Saturday, May 27, 2006

al Qaeda needs better poetry

In what may go down as the blogosphere's most bizarre historical analogy ever (leaving Bush-Napoleon in the ha'penny place), Powerline's "Trunk" compares a group of "insurgents" trying to take over the Dartmouth College alumni council to the Irish heroes of the Easter Rising. And no, we're not making any of this up.

The backstory is a successful campaign waged by two of the insurgents (sic), now with close ties to media conservatives, to get on the council last year. [There's also a connection to the ill-will towards James Freedman, RIP]. This seemed to set the stage for additional insurgent gains until the alumni council decided to postpone the next election, sending Trunk back to his college poetry books:

In his great poem "Easter 1916," William Butler Yeats reflects with ambivalent admiration on the Irish uprising against the British. Yeats moves from noting how the uprising has altered his perception of his fellow countrymen, to paying tribute to the sacrifice of those fallen at arms, to wondering whether their valor may have required too much hardness of heart, to asking whether their sacrifice might prove needless. Yeats nevertheless finds the uprising a transformative moment. The poem concludes with a tribute to the executed leaders of the rebellion:

[the lines you all know] ....

At Dartmouth College, where green is also worn, the college's alumni council has produced a transformative moment of its own. ... It appears that some people at Dartmouth College, who are opposed to reform-minded newcomers like Robinson and Zywicki, are intent on asserting the rights of an occupying power ... At Dartmouth, all appears to be changed, or changing, but it is something far from a terrible beauty that is born. Working "Easter 1916" in reverse, the college is showing itself to be, in Yeats's damning phrase, "where motley is worn."

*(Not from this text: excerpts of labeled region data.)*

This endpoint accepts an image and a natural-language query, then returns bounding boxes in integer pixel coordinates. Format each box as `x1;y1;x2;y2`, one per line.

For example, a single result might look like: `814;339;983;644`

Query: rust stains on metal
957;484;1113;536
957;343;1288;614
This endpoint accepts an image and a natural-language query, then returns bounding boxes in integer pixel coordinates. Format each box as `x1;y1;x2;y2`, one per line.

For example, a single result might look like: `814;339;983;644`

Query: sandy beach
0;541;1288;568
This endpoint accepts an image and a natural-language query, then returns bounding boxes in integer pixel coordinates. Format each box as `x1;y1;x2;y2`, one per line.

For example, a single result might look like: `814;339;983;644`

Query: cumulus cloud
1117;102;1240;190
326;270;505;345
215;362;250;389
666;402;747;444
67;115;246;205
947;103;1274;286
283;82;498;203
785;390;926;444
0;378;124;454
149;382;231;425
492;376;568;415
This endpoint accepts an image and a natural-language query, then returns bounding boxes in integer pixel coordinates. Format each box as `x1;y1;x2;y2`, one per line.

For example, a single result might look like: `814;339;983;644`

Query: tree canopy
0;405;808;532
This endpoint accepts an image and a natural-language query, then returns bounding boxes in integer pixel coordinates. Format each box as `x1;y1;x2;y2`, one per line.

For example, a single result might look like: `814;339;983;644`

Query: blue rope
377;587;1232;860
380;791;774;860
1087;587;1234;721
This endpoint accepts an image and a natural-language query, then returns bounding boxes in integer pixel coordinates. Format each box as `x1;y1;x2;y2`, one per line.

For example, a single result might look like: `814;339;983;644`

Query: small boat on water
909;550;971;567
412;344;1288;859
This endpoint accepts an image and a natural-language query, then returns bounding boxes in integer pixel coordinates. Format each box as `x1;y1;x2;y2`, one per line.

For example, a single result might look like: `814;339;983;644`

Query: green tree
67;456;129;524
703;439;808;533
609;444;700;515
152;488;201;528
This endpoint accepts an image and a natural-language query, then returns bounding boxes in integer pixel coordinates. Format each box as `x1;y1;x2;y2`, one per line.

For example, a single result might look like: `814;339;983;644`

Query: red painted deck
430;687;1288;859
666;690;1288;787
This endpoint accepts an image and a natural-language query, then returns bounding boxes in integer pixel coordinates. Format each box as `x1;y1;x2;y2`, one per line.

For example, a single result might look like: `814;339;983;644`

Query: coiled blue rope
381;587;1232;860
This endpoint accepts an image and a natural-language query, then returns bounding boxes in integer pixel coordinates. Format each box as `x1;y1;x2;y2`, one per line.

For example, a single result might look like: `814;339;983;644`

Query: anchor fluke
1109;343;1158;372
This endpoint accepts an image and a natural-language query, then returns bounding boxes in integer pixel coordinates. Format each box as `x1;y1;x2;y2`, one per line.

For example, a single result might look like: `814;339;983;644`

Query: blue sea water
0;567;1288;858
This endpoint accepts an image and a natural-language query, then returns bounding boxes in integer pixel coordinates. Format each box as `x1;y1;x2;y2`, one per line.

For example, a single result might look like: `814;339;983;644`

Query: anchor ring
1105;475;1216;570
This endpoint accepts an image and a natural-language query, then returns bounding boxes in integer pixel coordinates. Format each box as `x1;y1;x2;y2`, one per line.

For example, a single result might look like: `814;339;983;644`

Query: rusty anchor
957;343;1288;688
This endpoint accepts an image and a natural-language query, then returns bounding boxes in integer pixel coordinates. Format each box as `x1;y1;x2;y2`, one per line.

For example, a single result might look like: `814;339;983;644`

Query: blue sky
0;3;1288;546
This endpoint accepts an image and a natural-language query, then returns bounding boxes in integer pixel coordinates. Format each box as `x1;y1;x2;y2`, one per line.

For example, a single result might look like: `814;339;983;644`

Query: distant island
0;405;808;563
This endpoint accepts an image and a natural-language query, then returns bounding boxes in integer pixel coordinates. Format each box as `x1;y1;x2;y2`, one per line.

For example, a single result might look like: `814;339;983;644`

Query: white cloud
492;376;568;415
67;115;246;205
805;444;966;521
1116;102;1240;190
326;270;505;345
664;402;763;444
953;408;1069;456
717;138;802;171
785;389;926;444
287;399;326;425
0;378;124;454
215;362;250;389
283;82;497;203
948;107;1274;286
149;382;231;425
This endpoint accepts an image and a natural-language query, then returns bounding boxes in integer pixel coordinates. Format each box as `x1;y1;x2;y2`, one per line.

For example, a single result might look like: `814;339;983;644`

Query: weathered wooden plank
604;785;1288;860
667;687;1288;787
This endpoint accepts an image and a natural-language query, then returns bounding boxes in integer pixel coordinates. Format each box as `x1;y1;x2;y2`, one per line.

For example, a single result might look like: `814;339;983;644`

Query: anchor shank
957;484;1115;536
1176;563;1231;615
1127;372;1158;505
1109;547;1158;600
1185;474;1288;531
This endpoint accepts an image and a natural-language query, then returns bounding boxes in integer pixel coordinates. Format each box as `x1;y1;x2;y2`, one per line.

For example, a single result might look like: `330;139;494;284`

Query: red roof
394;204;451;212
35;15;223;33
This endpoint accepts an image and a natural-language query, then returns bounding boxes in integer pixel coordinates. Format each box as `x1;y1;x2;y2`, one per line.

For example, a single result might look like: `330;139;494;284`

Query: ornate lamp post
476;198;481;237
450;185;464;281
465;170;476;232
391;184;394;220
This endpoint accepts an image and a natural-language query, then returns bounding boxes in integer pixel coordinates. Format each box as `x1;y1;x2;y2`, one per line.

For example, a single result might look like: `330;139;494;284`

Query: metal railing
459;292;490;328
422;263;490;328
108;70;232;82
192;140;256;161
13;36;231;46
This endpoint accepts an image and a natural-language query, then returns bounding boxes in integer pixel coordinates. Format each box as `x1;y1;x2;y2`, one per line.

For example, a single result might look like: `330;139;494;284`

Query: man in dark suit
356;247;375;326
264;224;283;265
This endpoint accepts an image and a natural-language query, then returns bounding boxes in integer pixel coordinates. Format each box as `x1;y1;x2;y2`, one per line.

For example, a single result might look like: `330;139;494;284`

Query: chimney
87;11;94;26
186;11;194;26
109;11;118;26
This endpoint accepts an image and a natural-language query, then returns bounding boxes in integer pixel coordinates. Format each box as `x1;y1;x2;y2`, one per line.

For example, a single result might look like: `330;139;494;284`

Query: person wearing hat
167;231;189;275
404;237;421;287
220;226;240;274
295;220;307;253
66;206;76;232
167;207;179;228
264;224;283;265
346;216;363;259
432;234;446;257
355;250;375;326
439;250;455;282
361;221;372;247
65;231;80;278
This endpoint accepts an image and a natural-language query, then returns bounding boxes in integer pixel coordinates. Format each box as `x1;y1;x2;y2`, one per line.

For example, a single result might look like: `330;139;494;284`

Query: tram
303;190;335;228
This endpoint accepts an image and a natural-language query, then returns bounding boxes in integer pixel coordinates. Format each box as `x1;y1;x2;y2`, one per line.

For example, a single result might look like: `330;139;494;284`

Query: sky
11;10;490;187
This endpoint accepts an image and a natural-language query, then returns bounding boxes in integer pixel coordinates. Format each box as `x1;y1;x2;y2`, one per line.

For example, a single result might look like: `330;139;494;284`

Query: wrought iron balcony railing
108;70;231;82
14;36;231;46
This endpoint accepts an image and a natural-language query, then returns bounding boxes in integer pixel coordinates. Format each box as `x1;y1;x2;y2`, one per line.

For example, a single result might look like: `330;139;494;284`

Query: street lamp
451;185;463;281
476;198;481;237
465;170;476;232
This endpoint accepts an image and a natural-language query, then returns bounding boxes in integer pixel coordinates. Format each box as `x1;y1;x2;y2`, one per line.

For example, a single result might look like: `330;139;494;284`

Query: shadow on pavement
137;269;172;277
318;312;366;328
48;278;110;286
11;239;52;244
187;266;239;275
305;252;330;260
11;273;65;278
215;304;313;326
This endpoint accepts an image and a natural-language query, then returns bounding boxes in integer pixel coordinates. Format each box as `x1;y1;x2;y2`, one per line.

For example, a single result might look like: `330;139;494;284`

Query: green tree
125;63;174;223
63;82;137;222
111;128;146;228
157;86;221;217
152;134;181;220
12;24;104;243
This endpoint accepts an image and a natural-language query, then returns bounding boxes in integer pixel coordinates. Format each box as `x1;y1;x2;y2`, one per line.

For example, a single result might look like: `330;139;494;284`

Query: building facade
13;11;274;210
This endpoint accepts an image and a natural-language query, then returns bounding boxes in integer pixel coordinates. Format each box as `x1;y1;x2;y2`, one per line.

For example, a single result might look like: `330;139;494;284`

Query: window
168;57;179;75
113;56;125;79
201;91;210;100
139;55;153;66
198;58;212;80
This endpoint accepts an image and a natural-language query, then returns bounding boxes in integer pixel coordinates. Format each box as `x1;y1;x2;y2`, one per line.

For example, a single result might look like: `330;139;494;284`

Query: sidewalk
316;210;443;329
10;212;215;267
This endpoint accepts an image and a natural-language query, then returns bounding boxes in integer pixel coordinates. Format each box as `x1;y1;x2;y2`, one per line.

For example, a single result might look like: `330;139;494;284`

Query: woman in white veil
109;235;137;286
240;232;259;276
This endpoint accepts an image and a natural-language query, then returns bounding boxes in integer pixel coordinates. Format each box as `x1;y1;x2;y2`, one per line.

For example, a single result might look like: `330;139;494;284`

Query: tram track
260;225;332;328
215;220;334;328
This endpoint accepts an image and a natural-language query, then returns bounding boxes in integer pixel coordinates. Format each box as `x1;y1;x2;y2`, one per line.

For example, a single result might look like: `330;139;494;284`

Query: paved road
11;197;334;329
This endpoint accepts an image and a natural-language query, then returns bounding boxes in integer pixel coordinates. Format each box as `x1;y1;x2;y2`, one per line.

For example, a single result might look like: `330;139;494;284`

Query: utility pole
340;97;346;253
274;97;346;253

So there you have it. "Trunk" embraces the terminology of "insurgents" and
"occupying power" and the chic of Irish nationalism for a row about who gets on the alumni council at Dartmouth, but mercifully doesn't continue back to September 1913 to pursue it further. In a way, it's related to this preposterous list of Top 50 conservative rock songs, an obvious attempt to reclaim some cultural territory long lost in past reaction. In fact the earnestness of these efforts makes one wonder if the struggle to be "cool" is still the one that really matters for the right.

UPDATE: It looks like "Wherever green is worn" is to be the motto of the Dartmouth insurgents. Just in time for Ken Loach's film! And [21 June] the story now makes the New York Times, drawing yet another Yeats reference from "Trunk."